Two notable explanations have been given, as follows:

Secretary of State Olney in his dispatch of July 20, 1895, on the Venezuelan boundary dispute, said:

“It (the Monroe Doctrine) does not establish any general protectorate by the United States over other American States. It does not relieve any American State from its obligations as fixed by international law, nor prevent any European power directly interested from enforcing such obligations or from inflicting merited punishment for the breach of them.”

President Roosevelt, in a speech in 1902 upon the results of the Spanish-American war, said:

“The Monroe Doctrine is simply a statement of our very firm belief that the nations now existing on this continent must be left to work out their own destinies among themselves, and that this continent is no longer to be regarded as the colonizing ground of any European power. The one power on the continent that can make the power effective is, of course, ourselves; for in the world as it is, a nation which advances a given doctrine, likely to interfere in any way with other nations, must possess the power to back it up, if it wishes the doctrine to be respected.”

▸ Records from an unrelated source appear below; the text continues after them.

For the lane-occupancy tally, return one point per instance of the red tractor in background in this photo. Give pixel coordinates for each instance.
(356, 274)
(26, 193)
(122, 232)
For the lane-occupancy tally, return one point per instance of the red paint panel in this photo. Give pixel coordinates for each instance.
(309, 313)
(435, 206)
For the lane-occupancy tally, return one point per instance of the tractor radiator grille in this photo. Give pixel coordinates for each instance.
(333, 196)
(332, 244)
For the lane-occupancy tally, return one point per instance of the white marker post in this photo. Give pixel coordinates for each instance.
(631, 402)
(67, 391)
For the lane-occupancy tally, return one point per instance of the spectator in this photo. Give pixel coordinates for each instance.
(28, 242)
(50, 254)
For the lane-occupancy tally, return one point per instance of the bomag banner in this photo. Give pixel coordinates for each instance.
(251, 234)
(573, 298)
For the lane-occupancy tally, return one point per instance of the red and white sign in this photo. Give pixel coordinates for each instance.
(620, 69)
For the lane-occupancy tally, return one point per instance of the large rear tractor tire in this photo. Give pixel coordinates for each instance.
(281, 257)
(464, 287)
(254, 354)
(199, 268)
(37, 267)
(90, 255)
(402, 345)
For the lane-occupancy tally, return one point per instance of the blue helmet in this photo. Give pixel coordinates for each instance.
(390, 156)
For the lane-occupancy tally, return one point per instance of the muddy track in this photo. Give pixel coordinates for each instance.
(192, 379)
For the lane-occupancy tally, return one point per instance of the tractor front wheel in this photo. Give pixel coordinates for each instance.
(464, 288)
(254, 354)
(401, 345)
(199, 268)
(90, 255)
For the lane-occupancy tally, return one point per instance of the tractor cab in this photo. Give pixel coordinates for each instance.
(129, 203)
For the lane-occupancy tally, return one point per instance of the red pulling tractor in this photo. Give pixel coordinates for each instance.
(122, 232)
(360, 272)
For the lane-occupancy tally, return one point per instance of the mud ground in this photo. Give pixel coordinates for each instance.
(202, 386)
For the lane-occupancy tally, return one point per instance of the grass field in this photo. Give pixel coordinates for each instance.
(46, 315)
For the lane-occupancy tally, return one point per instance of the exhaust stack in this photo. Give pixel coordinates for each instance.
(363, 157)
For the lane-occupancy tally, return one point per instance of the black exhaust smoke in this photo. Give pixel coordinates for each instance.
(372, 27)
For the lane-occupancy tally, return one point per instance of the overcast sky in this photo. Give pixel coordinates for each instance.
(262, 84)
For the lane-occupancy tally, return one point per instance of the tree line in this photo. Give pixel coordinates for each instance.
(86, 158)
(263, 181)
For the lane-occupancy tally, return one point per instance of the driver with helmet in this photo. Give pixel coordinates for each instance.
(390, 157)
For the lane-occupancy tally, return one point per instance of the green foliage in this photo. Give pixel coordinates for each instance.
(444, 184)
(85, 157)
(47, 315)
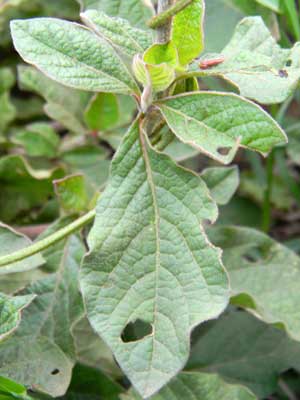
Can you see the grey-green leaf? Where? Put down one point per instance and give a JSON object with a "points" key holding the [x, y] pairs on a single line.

President Wilson in an address to the Senate of the United States, Jan. 22, 1917, advised an American interest in an extension of the Monroe Doctrine. The main points were as follows:

“No peace can last, or ought to last, which does not recognize and accept the principle that governments derive all their just powers from the consent of the governed, and that no right anywhere exists to hand people about from sovereignty to sovereignty as if they were property.

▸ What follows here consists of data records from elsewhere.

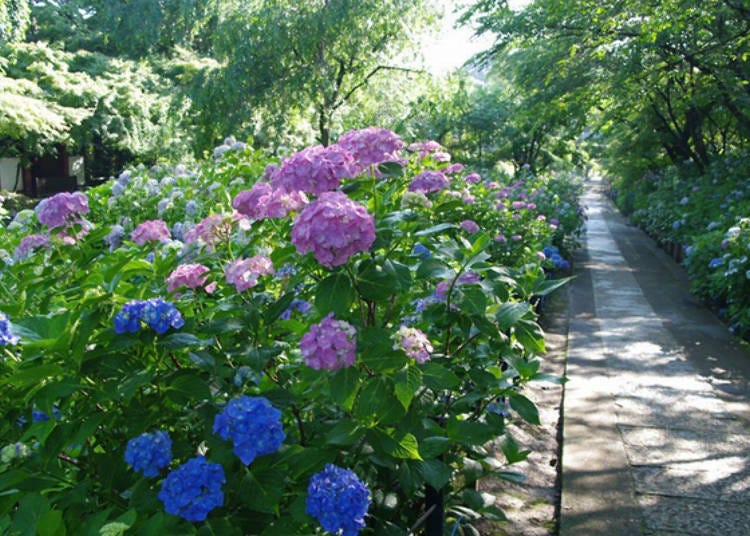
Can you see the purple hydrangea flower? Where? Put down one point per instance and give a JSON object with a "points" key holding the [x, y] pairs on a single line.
{"points": [[6, 335], [151, 231], [264, 201], [254, 426], [414, 343], [338, 500], [429, 181], [330, 345], [187, 275], [194, 489], [470, 226], [333, 228], [62, 209], [244, 273], [472, 178], [372, 145], [149, 453], [28, 244], [315, 170]]}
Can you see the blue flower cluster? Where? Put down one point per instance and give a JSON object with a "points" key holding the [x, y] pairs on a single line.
{"points": [[159, 314], [338, 500], [6, 336], [149, 453], [557, 260], [193, 489], [254, 426]]}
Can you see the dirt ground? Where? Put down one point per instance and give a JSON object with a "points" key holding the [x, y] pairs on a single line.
{"points": [[532, 508]]}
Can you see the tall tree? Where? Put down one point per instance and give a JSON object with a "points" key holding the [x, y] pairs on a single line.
{"points": [[311, 56]]}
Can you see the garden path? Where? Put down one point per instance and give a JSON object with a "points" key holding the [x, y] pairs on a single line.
{"points": [[656, 418]]}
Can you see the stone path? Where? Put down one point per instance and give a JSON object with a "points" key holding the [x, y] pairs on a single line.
{"points": [[656, 426]]}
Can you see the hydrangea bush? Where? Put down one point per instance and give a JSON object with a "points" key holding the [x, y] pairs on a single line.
{"points": [[262, 347]]}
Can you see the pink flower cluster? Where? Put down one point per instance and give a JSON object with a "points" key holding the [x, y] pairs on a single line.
{"points": [[190, 276], [372, 145], [429, 181], [414, 343], [315, 170], [61, 209], [470, 226], [333, 228], [151, 231], [244, 273], [329, 345], [264, 201]]}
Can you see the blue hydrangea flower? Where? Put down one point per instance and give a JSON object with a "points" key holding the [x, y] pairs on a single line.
{"points": [[193, 489], [6, 335], [254, 426], [157, 313], [149, 453], [160, 315], [338, 500]]}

“I am proposing, as it were, that the nations should with one accord adopt the doctrine of President Monroe as the doctrine of the world: That no nation should seek to extend its policy over any other nation or people, but that every people should be left free to determine its own policy, its own way of development, unhindered, unthreatened, unafraid, the little along with the great.”

III. THE LOYALTY OF YOUTH

Rome and Greece in their age of world dominion were great because of the loyalty and nobility of their youth. Patriotism is by no means a modern virtue, and it is often wondered if the youth of the new world is alive to their country’s honor equal to the youth of the ancient world.